What physiotherapy can do

Fracture rehab typically involves a combination of exercises, manual therapy, and other treatments that are tailored to the individual patient’s needs. The specific types of exercises and treatments used in fracture rehab will depend on the location and severity of the fracture, as well as the patient’s age, overall health, and lifestyle.

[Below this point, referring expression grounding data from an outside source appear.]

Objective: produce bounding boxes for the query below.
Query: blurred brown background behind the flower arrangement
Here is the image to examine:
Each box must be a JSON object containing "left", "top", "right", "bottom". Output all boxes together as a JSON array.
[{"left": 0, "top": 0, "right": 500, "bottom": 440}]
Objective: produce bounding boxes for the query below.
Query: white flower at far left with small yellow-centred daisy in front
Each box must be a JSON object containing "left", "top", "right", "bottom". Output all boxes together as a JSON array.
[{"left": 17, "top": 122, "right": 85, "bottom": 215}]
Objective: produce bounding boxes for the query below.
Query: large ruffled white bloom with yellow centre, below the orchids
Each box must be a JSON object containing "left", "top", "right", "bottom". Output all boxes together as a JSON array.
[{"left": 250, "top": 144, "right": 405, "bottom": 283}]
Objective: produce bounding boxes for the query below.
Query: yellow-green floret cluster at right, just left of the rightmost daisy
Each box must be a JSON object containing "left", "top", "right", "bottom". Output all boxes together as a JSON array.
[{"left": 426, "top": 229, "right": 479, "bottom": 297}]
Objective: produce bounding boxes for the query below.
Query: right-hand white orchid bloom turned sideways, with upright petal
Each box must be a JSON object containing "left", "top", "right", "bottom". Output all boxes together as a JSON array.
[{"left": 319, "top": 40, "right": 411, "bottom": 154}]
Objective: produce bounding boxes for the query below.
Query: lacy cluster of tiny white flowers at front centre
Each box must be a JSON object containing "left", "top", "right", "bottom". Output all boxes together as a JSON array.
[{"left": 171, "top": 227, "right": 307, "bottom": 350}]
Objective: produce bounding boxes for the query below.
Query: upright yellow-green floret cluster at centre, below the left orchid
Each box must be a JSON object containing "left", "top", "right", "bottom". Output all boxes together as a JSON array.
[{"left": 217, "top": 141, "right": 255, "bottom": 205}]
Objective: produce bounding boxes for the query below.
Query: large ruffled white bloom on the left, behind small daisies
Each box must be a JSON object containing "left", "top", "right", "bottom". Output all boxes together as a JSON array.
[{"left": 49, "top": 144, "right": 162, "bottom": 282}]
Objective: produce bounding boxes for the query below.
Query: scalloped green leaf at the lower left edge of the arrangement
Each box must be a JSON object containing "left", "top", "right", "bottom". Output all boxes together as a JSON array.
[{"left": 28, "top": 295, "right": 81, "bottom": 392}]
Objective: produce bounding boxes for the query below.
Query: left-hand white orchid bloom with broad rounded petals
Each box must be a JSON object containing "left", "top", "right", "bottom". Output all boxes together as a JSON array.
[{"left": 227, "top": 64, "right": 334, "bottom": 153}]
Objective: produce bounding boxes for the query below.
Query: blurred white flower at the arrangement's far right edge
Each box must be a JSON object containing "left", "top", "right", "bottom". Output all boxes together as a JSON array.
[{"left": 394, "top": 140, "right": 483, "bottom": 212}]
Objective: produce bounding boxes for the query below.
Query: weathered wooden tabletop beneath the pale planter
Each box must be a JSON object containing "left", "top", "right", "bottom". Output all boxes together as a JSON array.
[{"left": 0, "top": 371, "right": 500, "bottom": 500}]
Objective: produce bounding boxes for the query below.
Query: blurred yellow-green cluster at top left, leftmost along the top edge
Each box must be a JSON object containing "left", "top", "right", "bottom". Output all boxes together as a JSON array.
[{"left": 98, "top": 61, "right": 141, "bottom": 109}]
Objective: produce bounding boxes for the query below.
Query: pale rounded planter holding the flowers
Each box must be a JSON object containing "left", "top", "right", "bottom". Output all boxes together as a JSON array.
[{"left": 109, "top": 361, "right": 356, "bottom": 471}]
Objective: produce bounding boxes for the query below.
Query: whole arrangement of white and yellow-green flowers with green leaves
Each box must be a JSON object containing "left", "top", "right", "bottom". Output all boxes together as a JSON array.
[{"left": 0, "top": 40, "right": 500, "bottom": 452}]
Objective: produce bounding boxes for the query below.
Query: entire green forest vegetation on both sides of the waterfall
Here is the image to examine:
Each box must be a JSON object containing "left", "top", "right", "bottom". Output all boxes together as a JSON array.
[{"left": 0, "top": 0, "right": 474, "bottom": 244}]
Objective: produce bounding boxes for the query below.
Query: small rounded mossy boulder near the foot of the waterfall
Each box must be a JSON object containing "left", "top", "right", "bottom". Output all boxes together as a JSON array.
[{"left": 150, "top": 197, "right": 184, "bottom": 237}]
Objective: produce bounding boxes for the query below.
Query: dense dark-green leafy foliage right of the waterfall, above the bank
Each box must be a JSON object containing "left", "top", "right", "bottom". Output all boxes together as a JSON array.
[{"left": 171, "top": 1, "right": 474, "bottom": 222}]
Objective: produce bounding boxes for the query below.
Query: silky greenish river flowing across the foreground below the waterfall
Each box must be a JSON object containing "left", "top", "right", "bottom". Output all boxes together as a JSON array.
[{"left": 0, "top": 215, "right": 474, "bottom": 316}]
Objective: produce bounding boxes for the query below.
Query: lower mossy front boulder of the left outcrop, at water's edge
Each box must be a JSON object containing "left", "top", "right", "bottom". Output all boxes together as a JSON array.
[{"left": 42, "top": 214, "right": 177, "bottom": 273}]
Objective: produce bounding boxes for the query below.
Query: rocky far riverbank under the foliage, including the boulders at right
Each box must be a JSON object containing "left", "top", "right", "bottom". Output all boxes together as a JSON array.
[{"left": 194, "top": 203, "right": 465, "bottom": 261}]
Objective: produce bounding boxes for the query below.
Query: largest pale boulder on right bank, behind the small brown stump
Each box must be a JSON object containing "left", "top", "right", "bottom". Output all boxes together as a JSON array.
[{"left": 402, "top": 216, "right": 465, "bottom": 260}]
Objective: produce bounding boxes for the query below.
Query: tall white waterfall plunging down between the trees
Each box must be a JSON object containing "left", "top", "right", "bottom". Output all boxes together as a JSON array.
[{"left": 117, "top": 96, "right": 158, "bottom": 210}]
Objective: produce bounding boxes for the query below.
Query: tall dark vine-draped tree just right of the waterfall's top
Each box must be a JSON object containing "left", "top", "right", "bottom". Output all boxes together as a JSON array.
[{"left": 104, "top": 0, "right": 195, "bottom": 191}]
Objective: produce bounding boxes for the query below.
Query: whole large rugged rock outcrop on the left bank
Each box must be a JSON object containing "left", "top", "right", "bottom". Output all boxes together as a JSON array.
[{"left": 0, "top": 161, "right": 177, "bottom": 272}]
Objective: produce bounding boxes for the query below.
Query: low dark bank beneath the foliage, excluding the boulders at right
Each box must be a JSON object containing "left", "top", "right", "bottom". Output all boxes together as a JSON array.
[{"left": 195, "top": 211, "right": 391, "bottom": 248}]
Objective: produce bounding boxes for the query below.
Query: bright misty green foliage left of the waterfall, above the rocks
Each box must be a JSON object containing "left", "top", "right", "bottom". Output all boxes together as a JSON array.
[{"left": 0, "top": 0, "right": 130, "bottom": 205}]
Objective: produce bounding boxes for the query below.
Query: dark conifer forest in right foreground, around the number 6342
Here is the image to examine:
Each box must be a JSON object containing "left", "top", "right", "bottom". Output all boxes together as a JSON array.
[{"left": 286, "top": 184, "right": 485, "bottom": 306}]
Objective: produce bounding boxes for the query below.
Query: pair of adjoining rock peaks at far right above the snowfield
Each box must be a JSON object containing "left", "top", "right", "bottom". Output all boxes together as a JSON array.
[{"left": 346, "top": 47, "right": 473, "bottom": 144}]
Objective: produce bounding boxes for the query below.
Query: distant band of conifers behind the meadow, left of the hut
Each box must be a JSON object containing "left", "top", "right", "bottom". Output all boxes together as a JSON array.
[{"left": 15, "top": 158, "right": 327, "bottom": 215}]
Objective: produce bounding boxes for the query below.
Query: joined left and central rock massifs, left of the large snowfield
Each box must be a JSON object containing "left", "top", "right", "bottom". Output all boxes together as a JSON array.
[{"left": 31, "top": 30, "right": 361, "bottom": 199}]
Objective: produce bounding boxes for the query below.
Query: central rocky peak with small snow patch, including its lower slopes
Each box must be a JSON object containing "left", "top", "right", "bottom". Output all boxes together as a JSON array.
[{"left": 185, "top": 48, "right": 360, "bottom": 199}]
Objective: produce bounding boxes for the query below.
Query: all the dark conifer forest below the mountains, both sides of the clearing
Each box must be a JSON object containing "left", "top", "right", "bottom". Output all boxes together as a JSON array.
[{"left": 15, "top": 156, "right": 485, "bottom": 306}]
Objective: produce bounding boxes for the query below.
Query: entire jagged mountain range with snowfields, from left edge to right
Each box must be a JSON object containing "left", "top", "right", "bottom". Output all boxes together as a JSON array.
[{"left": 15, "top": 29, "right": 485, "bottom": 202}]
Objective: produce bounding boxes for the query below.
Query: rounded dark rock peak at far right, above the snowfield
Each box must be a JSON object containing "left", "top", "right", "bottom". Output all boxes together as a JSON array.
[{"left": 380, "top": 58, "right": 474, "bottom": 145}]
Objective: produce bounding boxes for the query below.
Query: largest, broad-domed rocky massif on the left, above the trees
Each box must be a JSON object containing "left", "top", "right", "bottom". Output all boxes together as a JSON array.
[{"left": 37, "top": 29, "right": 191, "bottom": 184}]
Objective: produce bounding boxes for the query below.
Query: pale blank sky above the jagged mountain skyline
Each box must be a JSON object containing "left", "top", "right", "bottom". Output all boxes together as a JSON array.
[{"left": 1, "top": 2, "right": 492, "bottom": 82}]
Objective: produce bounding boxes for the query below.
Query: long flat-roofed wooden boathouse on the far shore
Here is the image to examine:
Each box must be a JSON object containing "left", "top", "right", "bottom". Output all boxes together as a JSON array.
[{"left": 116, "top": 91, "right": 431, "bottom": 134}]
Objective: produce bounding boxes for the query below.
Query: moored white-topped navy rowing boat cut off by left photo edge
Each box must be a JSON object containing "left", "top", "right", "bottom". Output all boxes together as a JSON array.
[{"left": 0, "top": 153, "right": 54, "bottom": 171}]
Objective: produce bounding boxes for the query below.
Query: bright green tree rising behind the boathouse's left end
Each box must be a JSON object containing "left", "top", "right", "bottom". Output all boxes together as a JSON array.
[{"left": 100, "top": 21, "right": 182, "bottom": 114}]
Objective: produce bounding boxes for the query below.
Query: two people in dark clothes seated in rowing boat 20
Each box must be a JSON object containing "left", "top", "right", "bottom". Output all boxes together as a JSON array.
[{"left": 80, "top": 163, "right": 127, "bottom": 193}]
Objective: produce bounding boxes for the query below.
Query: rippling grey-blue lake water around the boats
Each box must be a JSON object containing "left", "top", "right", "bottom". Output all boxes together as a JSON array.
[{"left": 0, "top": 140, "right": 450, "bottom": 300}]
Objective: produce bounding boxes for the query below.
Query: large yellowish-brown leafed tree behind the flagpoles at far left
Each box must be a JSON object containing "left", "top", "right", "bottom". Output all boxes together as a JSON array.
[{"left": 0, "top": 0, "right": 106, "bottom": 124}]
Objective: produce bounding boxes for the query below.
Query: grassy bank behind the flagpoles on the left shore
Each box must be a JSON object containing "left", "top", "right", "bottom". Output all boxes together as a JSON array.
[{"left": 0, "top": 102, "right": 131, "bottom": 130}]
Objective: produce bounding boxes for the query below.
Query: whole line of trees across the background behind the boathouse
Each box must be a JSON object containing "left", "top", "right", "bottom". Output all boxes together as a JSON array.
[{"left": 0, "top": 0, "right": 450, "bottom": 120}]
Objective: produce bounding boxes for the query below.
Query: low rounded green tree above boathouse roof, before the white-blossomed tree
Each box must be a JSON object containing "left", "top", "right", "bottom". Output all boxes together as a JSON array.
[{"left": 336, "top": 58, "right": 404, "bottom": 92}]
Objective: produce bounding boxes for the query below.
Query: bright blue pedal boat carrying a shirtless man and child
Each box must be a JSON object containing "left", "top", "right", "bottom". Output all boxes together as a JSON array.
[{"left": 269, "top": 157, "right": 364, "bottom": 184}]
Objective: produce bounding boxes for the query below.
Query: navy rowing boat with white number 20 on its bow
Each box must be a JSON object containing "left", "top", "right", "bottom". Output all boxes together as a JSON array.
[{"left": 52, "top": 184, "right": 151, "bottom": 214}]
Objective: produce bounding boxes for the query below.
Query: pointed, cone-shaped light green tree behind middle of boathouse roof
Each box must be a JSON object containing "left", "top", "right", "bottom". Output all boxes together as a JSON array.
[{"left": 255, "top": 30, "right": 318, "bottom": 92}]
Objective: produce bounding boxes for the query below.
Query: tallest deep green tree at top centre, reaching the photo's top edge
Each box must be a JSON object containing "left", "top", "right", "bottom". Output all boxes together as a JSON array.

Some common treatments and techniques used in fracture rehab may include:

  • Range-of-motion exercises: These exercises help to maintain or improve joint mobility and flexibility after a fracture.
  • Strengthening exercises: These exercises help to improve muscle strength and function, which can be lost during a period of immobilization.
  • Manual therapy: This may include massage, mobilization, or manipulation techniques to help improve joint mobility, reduce pain, and facilitate healing.
  • Electrical stimulation: This technique uses electrical impulses to help stimulate muscle contractions and promote healing.
  • Ultrasound therapy: This technique uses high-frequency sound waves to help reduce pain and inflammation and promote tissue healing.
  • Assistive devices: Patients may need to use assistive devices such as crutches, walkers, or braces during the recovery period to help support the affected limb and prevent further injury.
  • Gait training: After a fracture, patients may need to learn to walk or use assistive devices, such as crutches or walkers. Physiotherapists can provide gait training to help patients regain their balance, coordination, and confidence.
  • Education: Physiotherapists can provide education on proper body mechanics, posture, and lifting techniques to help prevent future fractures and promote overall bone health.
  • Home exercise program: To ensure that patients continue to make progress after they are discharged from physiotherapy, physiotherapists can develop a home exercise program that includes exercises and activities that patients can do on their own.


Overall, fracture rehab is an important part of the recovery process for patients who have suffered a bone fracture. By working with a physiotherapist or other healthcare professional, patients can develop an individualized treatment plan that is tailored to their specific needs and goals, which can help them recover more quickly and effectively from their injury.